Por tanto al testimonio que doña Ana dio al amanuense Juan Betanzos -ya en vísperas de su muerte, que tendría lugar dos o tres meses más tarde-, me hubiese gustado transcribirlo íntegro, pero por sí solo ocupa doble o más que este trabajo completo, por lo que intentaré resumirlo haciendo referencia a algunos de los puntos más significativos. Todo, cabía suponer conociendo el carácter de la Princesa y sus relaciones con la Madre Reformadora, un compendio incansable de despropósitos, tales como que era nieta de un judío converso de la peor clase y del que heredó la afición a los enredos, que ya por entonces los tenía aunque sabía disimularlos muy bien. Por cuanto al Libro de su vida, que la Madre consintió dejarle leer a ruegos del príncipe Ruy Gómez, la Princesa declaró: «Procedí a su lectura, como es costumbre, acompañada de alguna de mis damas, y aun sin torcida intención no pudimos por menos de reirnos viendo cómo contaba de visiones que nosotras no veíamos por ningún lado».
Cuando la Princesa, viuda ya, quiso ingresar de monja en el convento, “por ver de encontrar en el Carmelo la felicidad que no me había dado el mundo”, con todas las damas a su servicio dentro de su propio palacio, la Madre Teresa que estaba por entonces en Segovia ordenó a las monjas del recién fundado convento que se marcharan de allí. Lo hicieron de noche para evitar las complicaciones que, sabida las formas de reaccionar de doña Ana, ya habían previsto.
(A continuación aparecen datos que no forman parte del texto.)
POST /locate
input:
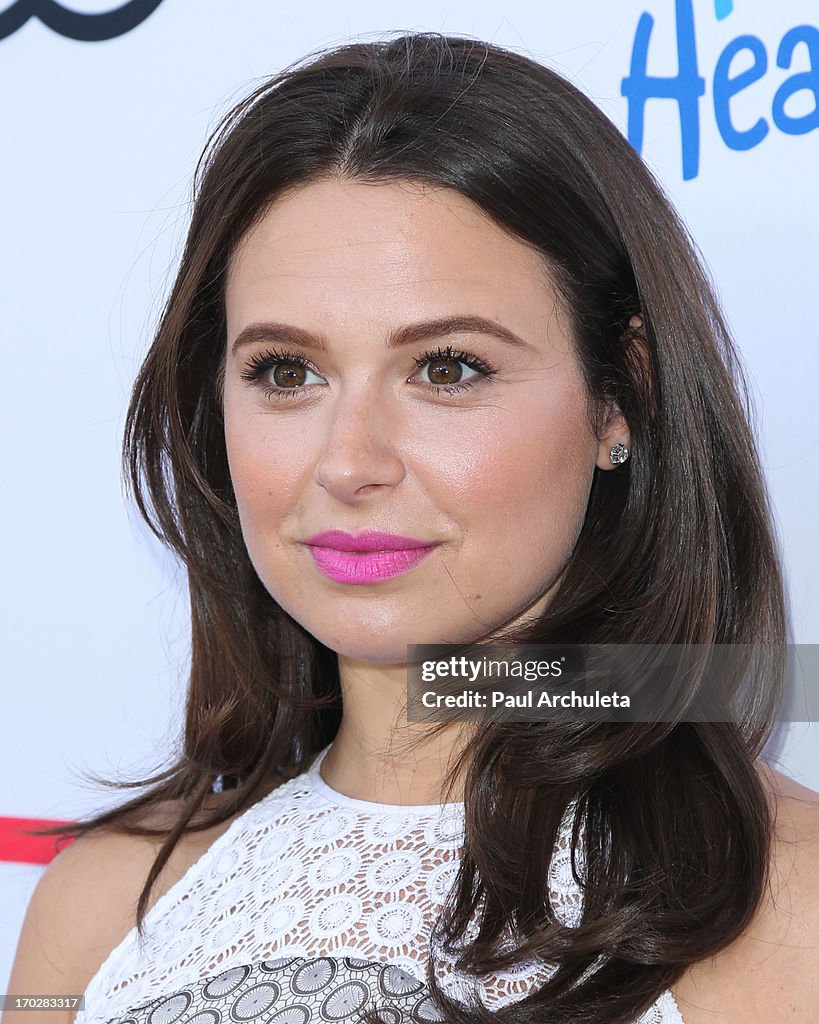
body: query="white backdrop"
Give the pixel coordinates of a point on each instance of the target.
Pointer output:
(99, 140)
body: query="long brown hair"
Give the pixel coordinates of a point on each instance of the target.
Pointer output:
(677, 546)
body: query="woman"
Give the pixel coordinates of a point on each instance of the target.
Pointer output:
(430, 292)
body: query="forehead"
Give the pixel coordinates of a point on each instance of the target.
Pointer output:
(353, 242)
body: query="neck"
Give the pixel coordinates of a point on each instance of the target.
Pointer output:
(378, 755)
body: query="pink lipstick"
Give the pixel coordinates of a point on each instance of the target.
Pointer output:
(365, 558)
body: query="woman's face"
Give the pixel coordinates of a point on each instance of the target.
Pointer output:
(398, 364)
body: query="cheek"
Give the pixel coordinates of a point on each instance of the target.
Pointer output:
(521, 474)
(265, 466)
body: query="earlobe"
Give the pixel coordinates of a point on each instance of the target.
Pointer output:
(615, 440)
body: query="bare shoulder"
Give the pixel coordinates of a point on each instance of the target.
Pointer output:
(771, 972)
(84, 904)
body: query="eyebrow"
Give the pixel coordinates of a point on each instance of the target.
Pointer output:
(411, 334)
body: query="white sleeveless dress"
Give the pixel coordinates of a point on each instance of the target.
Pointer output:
(312, 906)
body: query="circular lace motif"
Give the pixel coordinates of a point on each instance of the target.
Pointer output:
(294, 990)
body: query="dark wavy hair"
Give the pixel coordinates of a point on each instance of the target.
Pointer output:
(677, 546)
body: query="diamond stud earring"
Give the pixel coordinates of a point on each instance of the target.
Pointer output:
(618, 454)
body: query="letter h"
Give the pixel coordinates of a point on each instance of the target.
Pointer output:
(686, 87)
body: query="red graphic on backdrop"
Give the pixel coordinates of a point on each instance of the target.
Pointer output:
(23, 849)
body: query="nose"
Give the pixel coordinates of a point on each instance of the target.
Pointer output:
(358, 453)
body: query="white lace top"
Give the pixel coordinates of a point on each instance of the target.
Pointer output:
(311, 906)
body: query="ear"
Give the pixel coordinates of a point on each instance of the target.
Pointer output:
(615, 428)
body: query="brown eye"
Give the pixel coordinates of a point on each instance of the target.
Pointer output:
(289, 375)
(445, 371)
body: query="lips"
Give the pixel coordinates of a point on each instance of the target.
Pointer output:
(370, 540)
(365, 558)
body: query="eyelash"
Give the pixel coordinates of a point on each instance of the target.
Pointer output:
(258, 365)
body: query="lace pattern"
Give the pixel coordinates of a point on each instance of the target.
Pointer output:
(309, 873)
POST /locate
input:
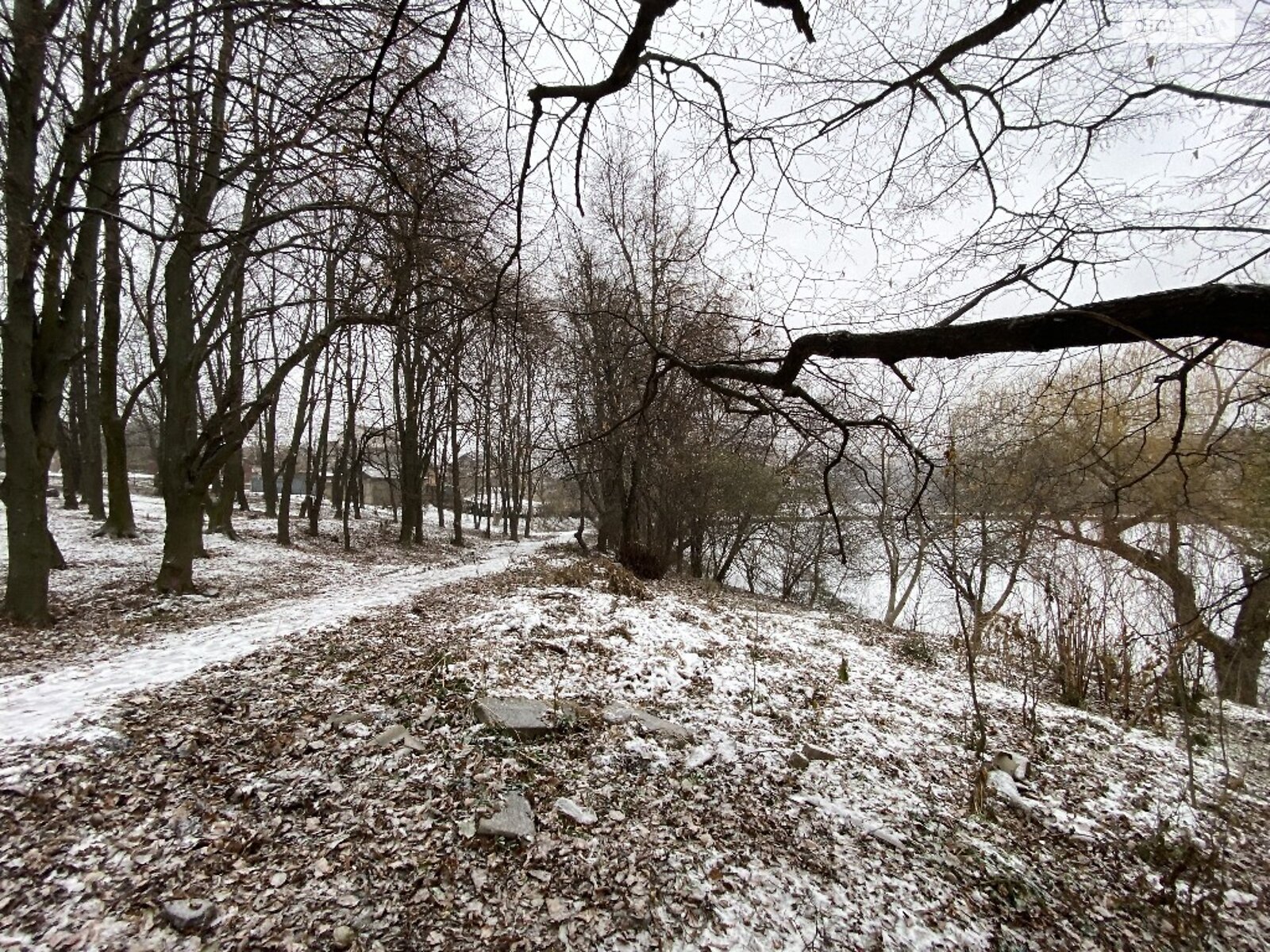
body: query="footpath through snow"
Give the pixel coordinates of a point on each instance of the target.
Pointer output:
(38, 708)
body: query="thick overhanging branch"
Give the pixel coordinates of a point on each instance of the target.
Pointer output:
(1236, 313)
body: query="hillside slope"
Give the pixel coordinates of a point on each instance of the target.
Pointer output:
(328, 793)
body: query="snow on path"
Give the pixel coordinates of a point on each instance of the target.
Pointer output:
(36, 708)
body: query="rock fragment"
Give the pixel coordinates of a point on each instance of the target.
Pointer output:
(575, 812)
(344, 717)
(814, 753)
(188, 916)
(514, 820)
(698, 757)
(525, 719)
(391, 735)
(647, 723)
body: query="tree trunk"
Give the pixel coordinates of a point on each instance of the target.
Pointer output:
(120, 520)
(182, 541)
(268, 471)
(69, 454)
(289, 463)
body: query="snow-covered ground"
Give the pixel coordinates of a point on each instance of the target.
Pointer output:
(105, 601)
(235, 786)
(65, 702)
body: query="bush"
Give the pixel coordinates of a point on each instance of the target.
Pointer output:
(622, 582)
(645, 562)
(916, 649)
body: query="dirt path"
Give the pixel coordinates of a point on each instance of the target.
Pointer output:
(38, 708)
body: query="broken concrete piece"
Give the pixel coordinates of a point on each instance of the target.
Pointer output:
(813, 753)
(514, 820)
(391, 735)
(647, 723)
(525, 719)
(188, 914)
(575, 812)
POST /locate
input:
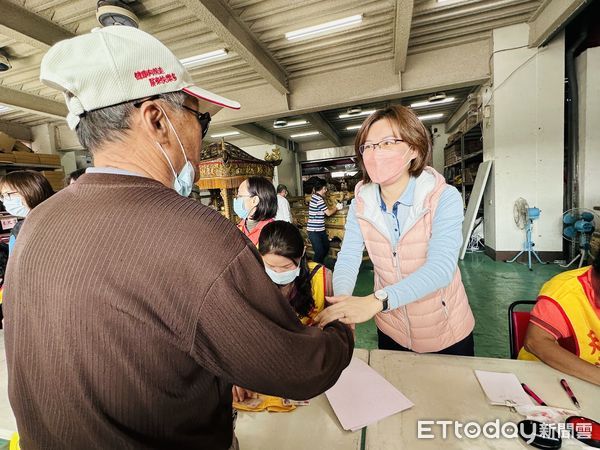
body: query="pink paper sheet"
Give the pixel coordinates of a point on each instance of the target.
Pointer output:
(361, 397)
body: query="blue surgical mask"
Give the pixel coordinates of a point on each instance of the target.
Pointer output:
(16, 207)
(239, 208)
(283, 278)
(184, 181)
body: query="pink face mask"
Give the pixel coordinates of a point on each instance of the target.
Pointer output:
(385, 166)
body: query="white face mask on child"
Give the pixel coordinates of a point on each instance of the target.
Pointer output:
(283, 278)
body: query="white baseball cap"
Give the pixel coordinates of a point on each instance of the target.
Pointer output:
(117, 64)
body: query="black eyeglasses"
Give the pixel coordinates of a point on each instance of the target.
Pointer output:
(386, 144)
(203, 118)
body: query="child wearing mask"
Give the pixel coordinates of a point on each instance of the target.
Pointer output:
(304, 284)
(20, 192)
(256, 204)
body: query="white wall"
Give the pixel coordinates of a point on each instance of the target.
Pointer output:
(588, 75)
(43, 139)
(440, 138)
(286, 172)
(524, 138)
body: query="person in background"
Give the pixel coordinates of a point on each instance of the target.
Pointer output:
(315, 226)
(74, 175)
(136, 345)
(564, 326)
(303, 284)
(256, 204)
(20, 192)
(283, 206)
(410, 221)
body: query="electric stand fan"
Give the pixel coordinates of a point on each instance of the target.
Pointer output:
(524, 217)
(578, 226)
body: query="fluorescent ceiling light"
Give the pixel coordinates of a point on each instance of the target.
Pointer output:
(431, 116)
(308, 133)
(225, 134)
(428, 103)
(362, 113)
(343, 174)
(323, 28)
(198, 60)
(293, 123)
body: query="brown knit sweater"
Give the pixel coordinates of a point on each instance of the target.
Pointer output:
(131, 310)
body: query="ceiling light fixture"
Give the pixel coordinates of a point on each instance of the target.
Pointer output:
(198, 60)
(431, 102)
(115, 12)
(305, 134)
(362, 113)
(293, 123)
(342, 174)
(353, 127)
(430, 116)
(327, 27)
(225, 134)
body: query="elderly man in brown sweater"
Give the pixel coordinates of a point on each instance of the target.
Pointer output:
(130, 309)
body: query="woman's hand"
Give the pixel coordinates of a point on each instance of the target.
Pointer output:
(349, 310)
(241, 394)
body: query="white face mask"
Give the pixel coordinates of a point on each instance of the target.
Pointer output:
(283, 278)
(184, 181)
(16, 207)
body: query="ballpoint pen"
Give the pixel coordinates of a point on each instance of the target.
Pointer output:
(533, 394)
(569, 392)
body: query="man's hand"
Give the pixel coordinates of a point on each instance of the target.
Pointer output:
(349, 310)
(241, 394)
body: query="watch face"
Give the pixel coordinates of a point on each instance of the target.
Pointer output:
(380, 294)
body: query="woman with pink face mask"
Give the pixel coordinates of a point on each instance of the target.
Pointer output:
(410, 221)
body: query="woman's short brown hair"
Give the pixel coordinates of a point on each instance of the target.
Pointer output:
(32, 185)
(407, 126)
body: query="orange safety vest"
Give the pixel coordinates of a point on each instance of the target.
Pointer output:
(317, 283)
(572, 292)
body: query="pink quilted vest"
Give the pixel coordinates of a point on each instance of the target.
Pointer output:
(438, 320)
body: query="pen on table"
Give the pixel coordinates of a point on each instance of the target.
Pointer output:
(569, 392)
(533, 394)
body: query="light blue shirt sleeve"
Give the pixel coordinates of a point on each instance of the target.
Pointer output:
(350, 255)
(442, 254)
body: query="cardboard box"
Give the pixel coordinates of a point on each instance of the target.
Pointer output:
(26, 158)
(51, 160)
(7, 158)
(6, 142)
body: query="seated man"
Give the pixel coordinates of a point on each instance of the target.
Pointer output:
(564, 329)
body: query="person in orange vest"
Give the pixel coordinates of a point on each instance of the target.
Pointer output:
(256, 204)
(304, 284)
(564, 328)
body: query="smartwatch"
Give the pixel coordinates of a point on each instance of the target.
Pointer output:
(381, 295)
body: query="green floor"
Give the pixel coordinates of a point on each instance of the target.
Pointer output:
(491, 287)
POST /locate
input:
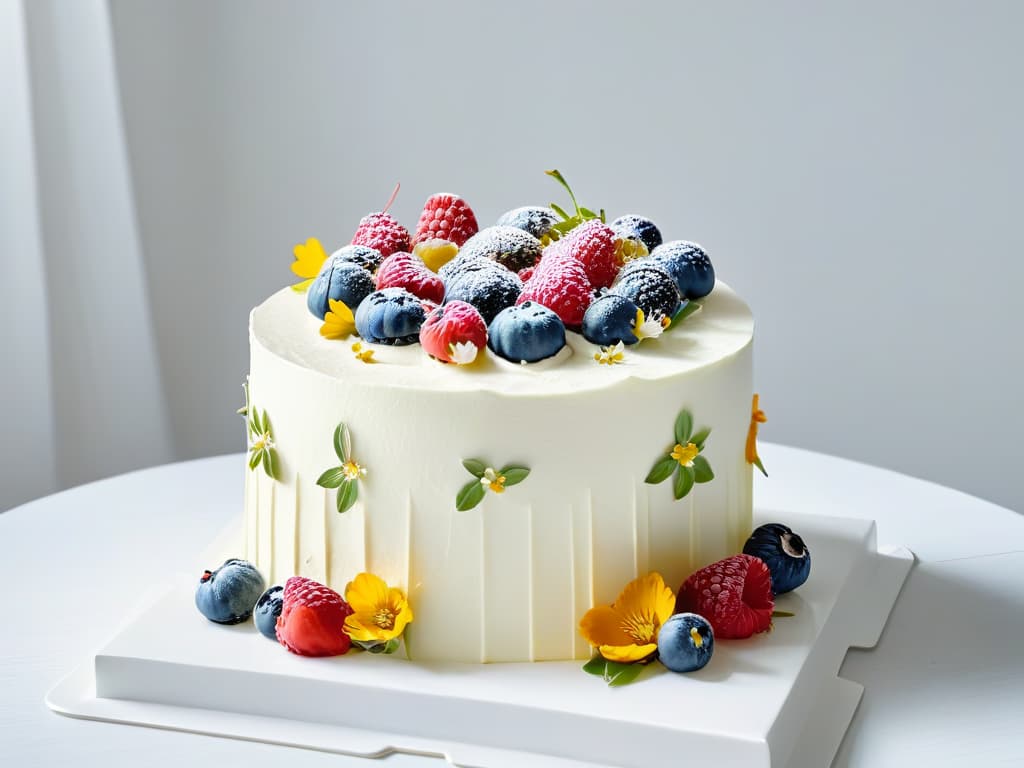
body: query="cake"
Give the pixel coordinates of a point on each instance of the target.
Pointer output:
(505, 497)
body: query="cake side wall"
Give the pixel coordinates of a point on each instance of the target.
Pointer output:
(510, 579)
En su declaración al mensajero dijo algo como: «Mas no terminó ahí la venganza de esta mujer, quien no contenta de echarme de mi monasterio lo clausuró amparándose en la noche, como hacen los criminales para sus crímenes. Mandó sayones que sacaran de él, por la fuerza, a las monjas, y de nada valieron los ruegos de mis mayordomos y criados para que volvieran. ¿Qué daño hacían aquellas pobres monjas en Pastrana, para obligarlas a salir de tan ruin manera?»
Cuando el escribano Juan Betanzos entregó el resultado de su trabajo al Padre Gracián para que lo leyera, el Superior sólo le encareció que pidiesen mucho por su alma, que los hombres no somos quienes para juzgarla, y que después de tanto como había padecido es posible que tuviera trastornado el juicio, y que las falsedades que le contó y allí figuraban escritas, es posible que debido a su estado para ella fueran verdades.
Un episodio más de aquel encuentro que bien quedó marcado en el registro general de nuestra Historia. Ana y Teresa, Ana de Mendoza y Teresa de Jesús, una horquilla de damas que coincidieron en un tiempo y en un mismo lugar. Dos caracteres de hierro con ideales distintos, dos maneras dispares de entender y de comportarse en la vida; dos polos opuestos de un conductor de corriente que al juntarse saltan y producen luz; dos damas que con su presencia, a pesar de los pesares, honraron la historia de Pastrana.